GPT-5.1 objectively produces the best code. OpenAI’s AI uses the OS’s native system APIs for better code compatibility. Error handling is also better. The code is also more complete. Finally, the documentation is much clearer. In short, the GPT-5.1 code is directly usable in production. The real question is therefore whether Gemini 3 is really less efficient in backend generation, or if its apparent weakness comes mainly from the fact that it requires a much higher level of instruction in the absence of a programming scaffold.
To verify this theory we decide to try the generation again in Antigravity, Google’s new agentic IDE. And the result is truly better. On a Windows environment, the Gemini 3 code (200 lines) is actually as secure as that of GPT-5.1.
Gemini 3: sharply rising pricing
Gemini 3 Pro comes with significantly higher pricing than its predecessors. Google charges $2 per million tokens in input for requests below 200,000 tokens, an amount that rises to $4 beyond this threshold. Output costs $12 per million tokens for standard requests, reaching $18 for the largest. Prices significantly increased compared to Gemini 2.5 Pro, offered at $1.25 for input and $10 for output. Google seems to have aligned itself with OpenAI. The San Francisco scale-up offers its flagship model at $1.25 for input and $10 for output, slightly lower amounts but of the same order of magnitude.

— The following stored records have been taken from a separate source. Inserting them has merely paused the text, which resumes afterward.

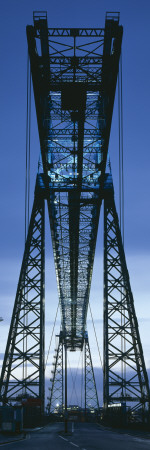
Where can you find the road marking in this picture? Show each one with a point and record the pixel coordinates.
(63, 438)
(12, 442)
(75, 445)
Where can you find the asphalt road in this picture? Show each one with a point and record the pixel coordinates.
(81, 436)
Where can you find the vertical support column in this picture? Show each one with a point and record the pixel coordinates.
(91, 397)
(42, 317)
(105, 318)
(122, 343)
(85, 373)
(66, 412)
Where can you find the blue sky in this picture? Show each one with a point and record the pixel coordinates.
(134, 16)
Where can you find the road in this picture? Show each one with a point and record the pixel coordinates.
(84, 437)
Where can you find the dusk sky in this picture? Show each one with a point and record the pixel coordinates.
(135, 18)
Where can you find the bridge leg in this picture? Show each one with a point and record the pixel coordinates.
(23, 367)
(66, 412)
(91, 396)
(56, 389)
(125, 376)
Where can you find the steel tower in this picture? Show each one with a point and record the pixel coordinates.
(74, 74)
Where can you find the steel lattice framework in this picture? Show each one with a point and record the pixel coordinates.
(56, 389)
(74, 78)
(125, 376)
(25, 345)
(74, 74)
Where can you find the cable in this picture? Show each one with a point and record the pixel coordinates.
(122, 155)
(96, 337)
(51, 336)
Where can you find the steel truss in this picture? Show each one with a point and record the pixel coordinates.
(23, 367)
(125, 376)
(55, 400)
(91, 396)
(74, 73)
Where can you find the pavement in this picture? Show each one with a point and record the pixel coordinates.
(139, 437)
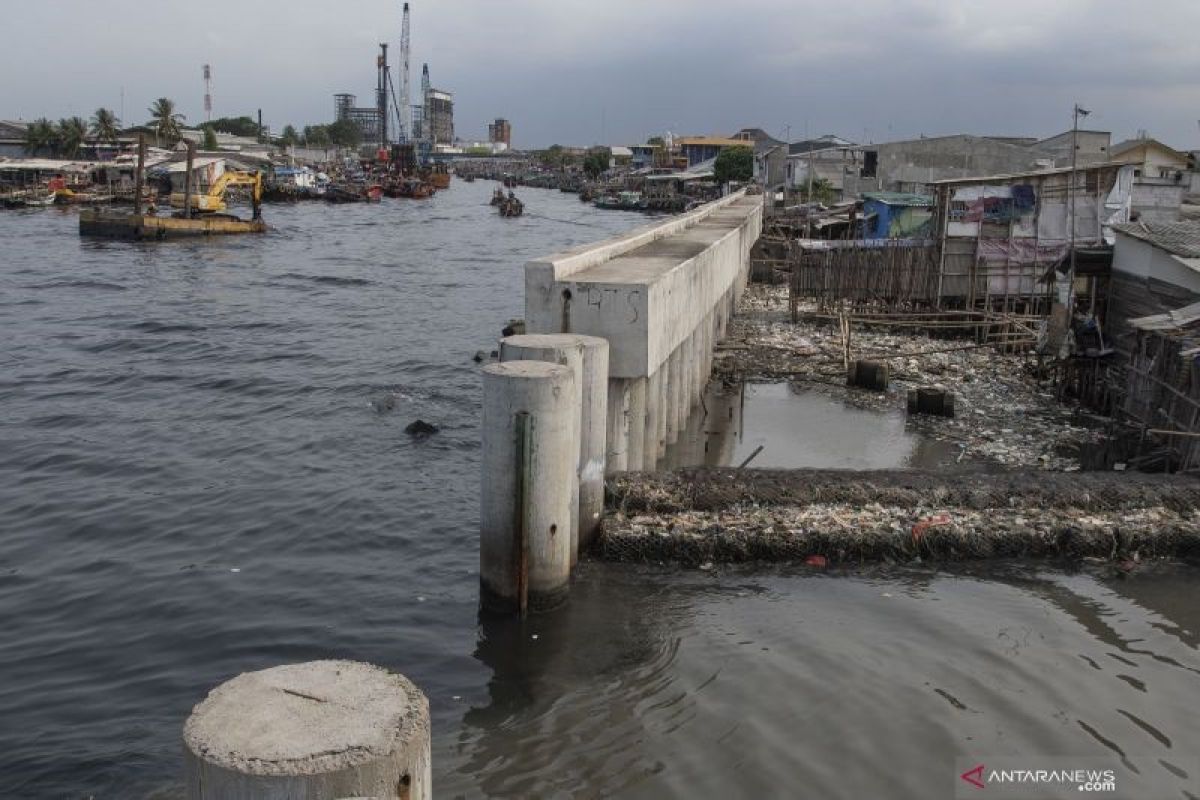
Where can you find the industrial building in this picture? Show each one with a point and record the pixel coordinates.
(369, 120)
(501, 132)
(439, 116)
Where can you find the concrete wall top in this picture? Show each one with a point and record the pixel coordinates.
(562, 265)
(648, 292)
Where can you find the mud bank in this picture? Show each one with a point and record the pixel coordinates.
(841, 517)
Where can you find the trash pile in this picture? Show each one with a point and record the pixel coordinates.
(1003, 415)
(852, 534)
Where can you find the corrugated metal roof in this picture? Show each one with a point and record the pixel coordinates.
(1170, 320)
(203, 161)
(1176, 238)
(45, 164)
(1132, 144)
(1032, 173)
(900, 198)
(712, 140)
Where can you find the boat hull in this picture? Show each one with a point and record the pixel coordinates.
(142, 227)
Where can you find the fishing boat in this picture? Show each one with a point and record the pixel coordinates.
(621, 202)
(39, 199)
(353, 193)
(511, 206)
(438, 176)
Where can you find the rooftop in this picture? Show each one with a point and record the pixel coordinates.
(1176, 238)
(712, 140)
(1133, 144)
(828, 142)
(1171, 320)
(1032, 173)
(900, 198)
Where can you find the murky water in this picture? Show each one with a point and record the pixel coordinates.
(203, 470)
(789, 426)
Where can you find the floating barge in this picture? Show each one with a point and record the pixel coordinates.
(148, 227)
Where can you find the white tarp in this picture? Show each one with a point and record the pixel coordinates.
(972, 193)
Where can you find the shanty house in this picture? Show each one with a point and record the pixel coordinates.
(897, 215)
(1156, 269)
(1000, 235)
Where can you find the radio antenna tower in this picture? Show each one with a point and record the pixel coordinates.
(208, 94)
(406, 109)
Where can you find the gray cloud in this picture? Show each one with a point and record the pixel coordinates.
(618, 71)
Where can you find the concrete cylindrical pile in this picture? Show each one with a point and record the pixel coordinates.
(315, 731)
(531, 456)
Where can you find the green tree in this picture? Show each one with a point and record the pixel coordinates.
(105, 125)
(317, 136)
(597, 162)
(71, 133)
(733, 164)
(165, 121)
(553, 156)
(235, 125)
(40, 136)
(346, 133)
(822, 191)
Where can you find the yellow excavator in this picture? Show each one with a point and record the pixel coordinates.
(214, 199)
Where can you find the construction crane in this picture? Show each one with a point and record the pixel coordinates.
(406, 110)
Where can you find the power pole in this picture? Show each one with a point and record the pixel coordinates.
(382, 95)
(406, 107)
(208, 94)
(1071, 197)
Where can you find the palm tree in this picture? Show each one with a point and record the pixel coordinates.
(166, 121)
(71, 134)
(105, 125)
(41, 136)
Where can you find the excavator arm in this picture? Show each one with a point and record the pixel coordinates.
(214, 200)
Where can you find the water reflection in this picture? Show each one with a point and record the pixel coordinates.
(660, 683)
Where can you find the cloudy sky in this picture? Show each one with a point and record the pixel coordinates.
(619, 71)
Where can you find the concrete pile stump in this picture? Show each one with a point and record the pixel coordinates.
(868, 374)
(315, 731)
(531, 457)
(931, 400)
(587, 356)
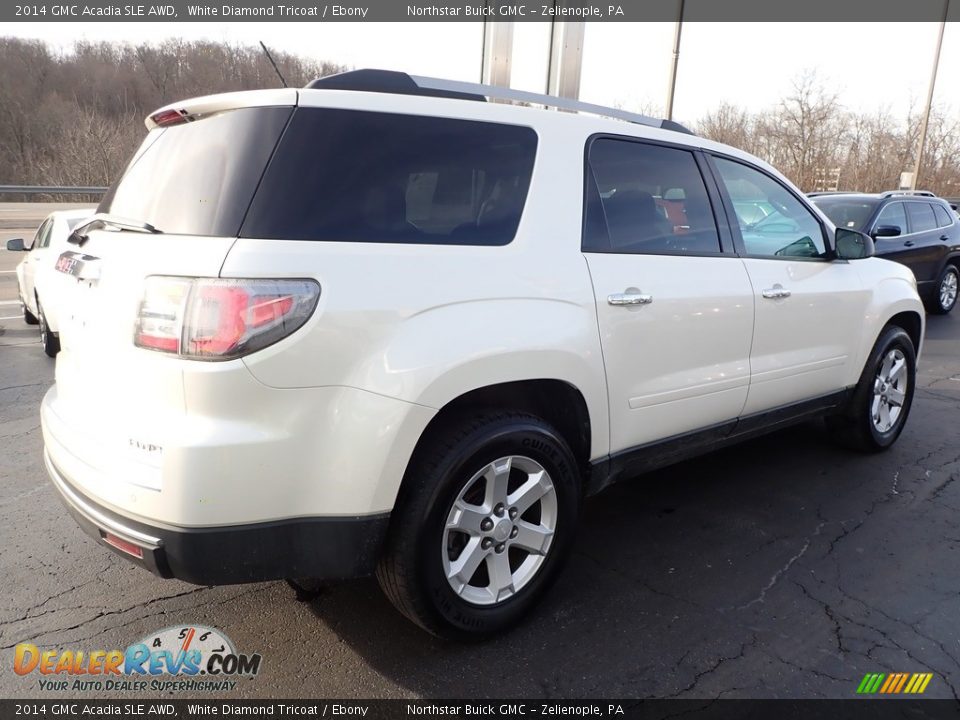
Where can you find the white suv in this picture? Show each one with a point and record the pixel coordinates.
(381, 325)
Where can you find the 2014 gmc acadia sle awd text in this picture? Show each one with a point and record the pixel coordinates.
(382, 325)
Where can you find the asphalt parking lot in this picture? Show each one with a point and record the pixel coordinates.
(784, 567)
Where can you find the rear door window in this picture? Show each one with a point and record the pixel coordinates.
(42, 237)
(646, 199)
(922, 218)
(893, 215)
(345, 175)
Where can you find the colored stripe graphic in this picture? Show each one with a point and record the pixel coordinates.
(894, 683)
(903, 680)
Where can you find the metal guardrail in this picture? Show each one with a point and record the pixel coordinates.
(50, 190)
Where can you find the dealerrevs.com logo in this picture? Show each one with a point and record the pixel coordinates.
(200, 658)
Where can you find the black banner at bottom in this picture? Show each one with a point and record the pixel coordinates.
(853, 709)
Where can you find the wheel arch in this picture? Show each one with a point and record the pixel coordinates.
(557, 402)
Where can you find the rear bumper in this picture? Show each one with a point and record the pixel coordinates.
(317, 547)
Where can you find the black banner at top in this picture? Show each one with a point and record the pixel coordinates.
(860, 11)
(492, 709)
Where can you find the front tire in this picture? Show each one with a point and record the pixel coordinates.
(944, 298)
(484, 523)
(881, 401)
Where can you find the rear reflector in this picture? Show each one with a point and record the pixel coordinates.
(123, 546)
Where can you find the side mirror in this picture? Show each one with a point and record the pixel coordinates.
(887, 231)
(853, 245)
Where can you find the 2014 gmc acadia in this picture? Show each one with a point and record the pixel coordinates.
(381, 325)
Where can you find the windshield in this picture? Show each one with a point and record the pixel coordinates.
(198, 178)
(845, 211)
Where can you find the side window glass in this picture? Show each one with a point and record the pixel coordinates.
(943, 217)
(921, 217)
(772, 221)
(646, 199)
(48, 233)
(43, 232)
(893, 215)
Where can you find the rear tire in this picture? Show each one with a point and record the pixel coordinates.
(476, 499)
(876, 413)
(944, 297)
(48, 338)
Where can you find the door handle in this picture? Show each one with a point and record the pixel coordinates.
(776, 292)
(629, 298)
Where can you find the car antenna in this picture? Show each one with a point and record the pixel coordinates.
(275, 68)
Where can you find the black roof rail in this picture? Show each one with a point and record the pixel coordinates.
(918, 193)
(391, 81)
(385, 81)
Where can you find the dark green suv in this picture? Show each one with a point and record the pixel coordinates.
(915, 228)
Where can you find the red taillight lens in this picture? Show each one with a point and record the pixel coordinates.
(219, 319)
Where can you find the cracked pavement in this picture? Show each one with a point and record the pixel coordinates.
(784, 567)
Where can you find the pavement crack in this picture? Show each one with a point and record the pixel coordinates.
(722, 660)
(109, 613)
(775, 578)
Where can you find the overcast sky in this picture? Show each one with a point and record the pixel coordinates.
(869, 65)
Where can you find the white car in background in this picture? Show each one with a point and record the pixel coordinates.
(38, 282)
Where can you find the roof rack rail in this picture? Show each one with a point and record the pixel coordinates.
(391, 81)
(920, 193)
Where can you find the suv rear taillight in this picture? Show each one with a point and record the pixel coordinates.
(221, 319)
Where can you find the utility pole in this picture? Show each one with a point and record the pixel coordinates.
(926, 111)
(675, 60)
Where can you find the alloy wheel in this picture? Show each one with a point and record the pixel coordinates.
(499, 530)
(889, 391)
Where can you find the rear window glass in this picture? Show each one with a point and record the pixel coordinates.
(198, 178)
(344, 175)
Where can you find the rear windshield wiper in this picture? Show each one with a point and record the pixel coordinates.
(103, 220)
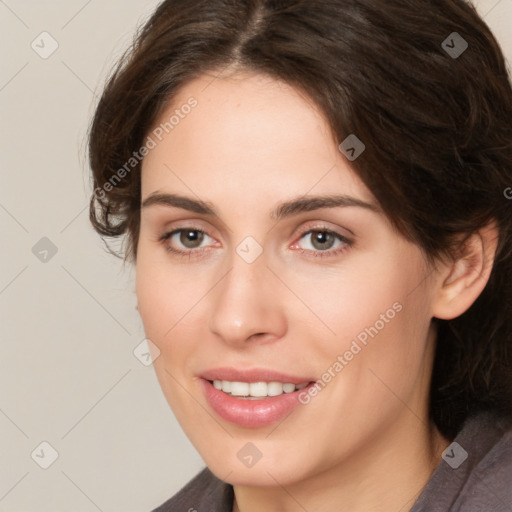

| Model | Input (< 200k tokens) | Input (> 200k tokens) | Output (< 200k tokens) | Output (> 200k tokens) |
|---|---|---|---|---|
| Gemini 3 Pro | $2.00 | $4.00 | $12.00 | $18.00 |
| Gemini 2.5 Pro | $1.25 | $2.50 | $10.00 | $15.00 |
| GPT-5.1 | $1.25 | $10.00 |
Conclusion
Gemini 3 Pro stands out as a technically solid model, particularly efficient in visual and multimodal tasks. However, the comparison with GPT-5.1 reveals notable gaps in the backend code, where OpenAI’s AI produces more robust implementations that can be directly used in production. Is this an intrinsic weakness of the model or simply the need for more sophisticated prompting? Our test reveals above all that Gemini 3 requires its programming scaffold to give the best of itself. Integrated into Antigravity, Google’s agentic IDE, Gemini 3 should theoretically better structure its outputs and adapt to environmental constraints. Actual performance therefore largely depends on the tooling surrounding it.